Tampa police officers who wear body cameras are less likely to use force than their counterparts who do not wear them, a University of South Florida study suggests. Results of the two-year study that examined the effect of the cameras on police behavior were released yesterday, a day before the Tampa City Council is scheduled to discuss the department’s use of them, the Tampa Bay Times reports. The Tampa Police Department outfitted 60 of its patrol officers with the devices early last year. The study compared them with another group of 60 who did not wear cameras.
The frequency with which officers who wore cameras used force decreased by 8.4 percent in the year after the cameras were introduced. At the same time, officers who did not wear the cameras showed a 3.4 percent increase in use of force incidents.”
“Ultimately, the results from this study contribute to the growing body of evidence in support of the utility of body-worn cameras to reduce police response-to-resistance,” the study’s authors wrote.

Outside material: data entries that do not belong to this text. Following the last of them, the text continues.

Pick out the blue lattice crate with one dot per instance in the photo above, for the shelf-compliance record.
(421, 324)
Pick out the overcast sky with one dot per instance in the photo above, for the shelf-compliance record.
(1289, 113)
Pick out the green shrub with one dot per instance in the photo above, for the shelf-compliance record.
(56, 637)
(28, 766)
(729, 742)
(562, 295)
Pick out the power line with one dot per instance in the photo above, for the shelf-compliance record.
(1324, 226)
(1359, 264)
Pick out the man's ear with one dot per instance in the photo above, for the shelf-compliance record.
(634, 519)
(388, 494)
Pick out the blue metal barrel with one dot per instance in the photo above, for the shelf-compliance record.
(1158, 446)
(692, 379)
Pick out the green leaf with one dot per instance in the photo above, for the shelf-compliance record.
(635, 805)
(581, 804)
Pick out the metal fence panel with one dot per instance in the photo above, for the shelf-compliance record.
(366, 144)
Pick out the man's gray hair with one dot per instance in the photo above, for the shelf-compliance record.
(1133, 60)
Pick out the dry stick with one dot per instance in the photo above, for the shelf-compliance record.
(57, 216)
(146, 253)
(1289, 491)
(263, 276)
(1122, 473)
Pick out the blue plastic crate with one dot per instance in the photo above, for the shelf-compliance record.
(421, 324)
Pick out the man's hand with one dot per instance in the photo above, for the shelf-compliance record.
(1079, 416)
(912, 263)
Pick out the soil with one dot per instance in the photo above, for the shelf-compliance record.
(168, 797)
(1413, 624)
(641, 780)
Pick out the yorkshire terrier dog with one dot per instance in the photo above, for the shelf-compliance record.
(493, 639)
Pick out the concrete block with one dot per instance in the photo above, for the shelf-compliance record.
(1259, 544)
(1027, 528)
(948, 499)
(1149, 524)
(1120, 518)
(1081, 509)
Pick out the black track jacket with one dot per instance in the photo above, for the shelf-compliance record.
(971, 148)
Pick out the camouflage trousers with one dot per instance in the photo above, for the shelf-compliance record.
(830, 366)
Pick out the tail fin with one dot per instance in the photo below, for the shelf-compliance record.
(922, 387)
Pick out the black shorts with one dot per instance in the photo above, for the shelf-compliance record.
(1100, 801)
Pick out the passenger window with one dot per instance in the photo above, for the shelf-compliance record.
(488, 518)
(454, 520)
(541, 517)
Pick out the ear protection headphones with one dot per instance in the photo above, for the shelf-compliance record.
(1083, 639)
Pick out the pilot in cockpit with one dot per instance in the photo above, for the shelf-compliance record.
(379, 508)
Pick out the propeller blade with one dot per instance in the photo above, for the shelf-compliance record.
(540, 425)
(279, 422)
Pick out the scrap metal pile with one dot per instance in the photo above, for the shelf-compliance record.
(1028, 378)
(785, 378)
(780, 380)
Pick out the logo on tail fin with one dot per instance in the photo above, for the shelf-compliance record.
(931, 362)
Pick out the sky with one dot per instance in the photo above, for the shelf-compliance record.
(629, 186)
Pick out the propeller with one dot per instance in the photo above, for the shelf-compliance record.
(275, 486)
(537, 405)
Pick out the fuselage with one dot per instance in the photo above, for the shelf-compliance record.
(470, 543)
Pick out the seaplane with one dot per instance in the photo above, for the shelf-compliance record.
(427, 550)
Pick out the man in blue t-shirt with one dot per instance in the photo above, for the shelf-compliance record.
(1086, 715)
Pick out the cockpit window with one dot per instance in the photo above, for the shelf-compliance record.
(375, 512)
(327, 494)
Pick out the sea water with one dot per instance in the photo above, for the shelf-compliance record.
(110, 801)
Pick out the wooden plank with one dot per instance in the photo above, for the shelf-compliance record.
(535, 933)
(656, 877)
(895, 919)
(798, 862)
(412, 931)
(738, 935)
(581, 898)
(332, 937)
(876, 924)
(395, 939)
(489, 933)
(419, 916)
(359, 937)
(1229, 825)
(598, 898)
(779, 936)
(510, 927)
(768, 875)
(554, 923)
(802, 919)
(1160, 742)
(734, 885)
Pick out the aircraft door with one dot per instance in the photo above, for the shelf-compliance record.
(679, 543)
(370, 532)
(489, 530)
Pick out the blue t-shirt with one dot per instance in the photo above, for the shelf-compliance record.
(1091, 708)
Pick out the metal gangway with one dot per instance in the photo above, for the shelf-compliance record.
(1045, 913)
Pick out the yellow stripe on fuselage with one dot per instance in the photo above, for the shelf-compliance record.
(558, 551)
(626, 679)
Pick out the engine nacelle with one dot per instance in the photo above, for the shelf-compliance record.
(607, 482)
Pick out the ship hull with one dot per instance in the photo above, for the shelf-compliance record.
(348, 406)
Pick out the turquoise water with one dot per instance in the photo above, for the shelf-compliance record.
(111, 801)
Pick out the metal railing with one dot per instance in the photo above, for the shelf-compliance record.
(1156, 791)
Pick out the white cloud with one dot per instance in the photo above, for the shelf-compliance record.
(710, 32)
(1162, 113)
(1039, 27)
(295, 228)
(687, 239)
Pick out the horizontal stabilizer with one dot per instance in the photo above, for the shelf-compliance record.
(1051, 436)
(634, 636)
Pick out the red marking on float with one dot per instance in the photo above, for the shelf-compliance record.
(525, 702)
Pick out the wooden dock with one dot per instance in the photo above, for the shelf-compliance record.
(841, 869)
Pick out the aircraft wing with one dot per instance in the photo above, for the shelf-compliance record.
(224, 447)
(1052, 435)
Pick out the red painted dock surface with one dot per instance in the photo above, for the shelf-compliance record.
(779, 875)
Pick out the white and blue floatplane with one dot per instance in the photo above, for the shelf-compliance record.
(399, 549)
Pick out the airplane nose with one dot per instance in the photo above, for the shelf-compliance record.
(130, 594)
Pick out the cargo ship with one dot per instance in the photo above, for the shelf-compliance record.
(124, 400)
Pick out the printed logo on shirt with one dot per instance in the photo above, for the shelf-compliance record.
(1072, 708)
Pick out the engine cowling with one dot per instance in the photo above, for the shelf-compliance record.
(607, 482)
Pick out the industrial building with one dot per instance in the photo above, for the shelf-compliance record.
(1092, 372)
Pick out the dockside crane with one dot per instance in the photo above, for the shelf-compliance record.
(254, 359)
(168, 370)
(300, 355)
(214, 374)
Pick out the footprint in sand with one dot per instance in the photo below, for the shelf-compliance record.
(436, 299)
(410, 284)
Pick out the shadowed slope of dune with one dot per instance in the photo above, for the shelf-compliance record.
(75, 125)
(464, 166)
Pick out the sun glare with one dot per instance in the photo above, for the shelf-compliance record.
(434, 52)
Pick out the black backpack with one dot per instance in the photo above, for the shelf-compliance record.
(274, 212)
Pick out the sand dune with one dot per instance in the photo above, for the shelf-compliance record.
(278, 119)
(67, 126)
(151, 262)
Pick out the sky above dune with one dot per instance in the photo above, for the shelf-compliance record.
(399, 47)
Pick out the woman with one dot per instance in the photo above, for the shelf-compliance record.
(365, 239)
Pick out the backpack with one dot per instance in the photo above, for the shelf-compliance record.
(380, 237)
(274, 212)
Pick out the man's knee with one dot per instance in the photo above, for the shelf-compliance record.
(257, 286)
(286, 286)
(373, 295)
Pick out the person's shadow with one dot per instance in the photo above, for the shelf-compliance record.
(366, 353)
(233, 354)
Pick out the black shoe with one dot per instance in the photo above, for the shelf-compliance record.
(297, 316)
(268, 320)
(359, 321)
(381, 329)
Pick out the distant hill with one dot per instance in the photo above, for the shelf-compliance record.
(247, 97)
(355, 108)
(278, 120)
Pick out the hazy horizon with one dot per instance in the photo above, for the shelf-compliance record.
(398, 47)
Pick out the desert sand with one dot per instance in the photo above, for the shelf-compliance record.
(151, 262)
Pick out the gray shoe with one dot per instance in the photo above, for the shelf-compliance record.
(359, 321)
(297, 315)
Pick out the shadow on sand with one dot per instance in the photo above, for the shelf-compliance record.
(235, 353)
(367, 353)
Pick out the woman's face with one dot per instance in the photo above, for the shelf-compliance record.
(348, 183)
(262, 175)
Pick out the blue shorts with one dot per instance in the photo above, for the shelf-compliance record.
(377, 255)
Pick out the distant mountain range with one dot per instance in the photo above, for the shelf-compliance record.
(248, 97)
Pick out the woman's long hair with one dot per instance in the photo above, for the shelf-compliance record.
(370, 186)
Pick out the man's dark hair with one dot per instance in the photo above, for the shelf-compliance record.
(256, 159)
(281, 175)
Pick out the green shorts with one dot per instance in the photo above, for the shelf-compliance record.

The reduction among the 60 officers who wore cameras amounts to about 20 fewer incidents of physical force per year. While the study suggests body cameras may help reduce bad encounters between police and citizens, it cautions that cameras alone are just one piece of the puzzle. It notes that community policing strategies and better officer training are also essential to preventing such encounters. The authors were criminologists Wesley Jennings and Lorie Fridell, and Mathew Lynch of the Urban Institute.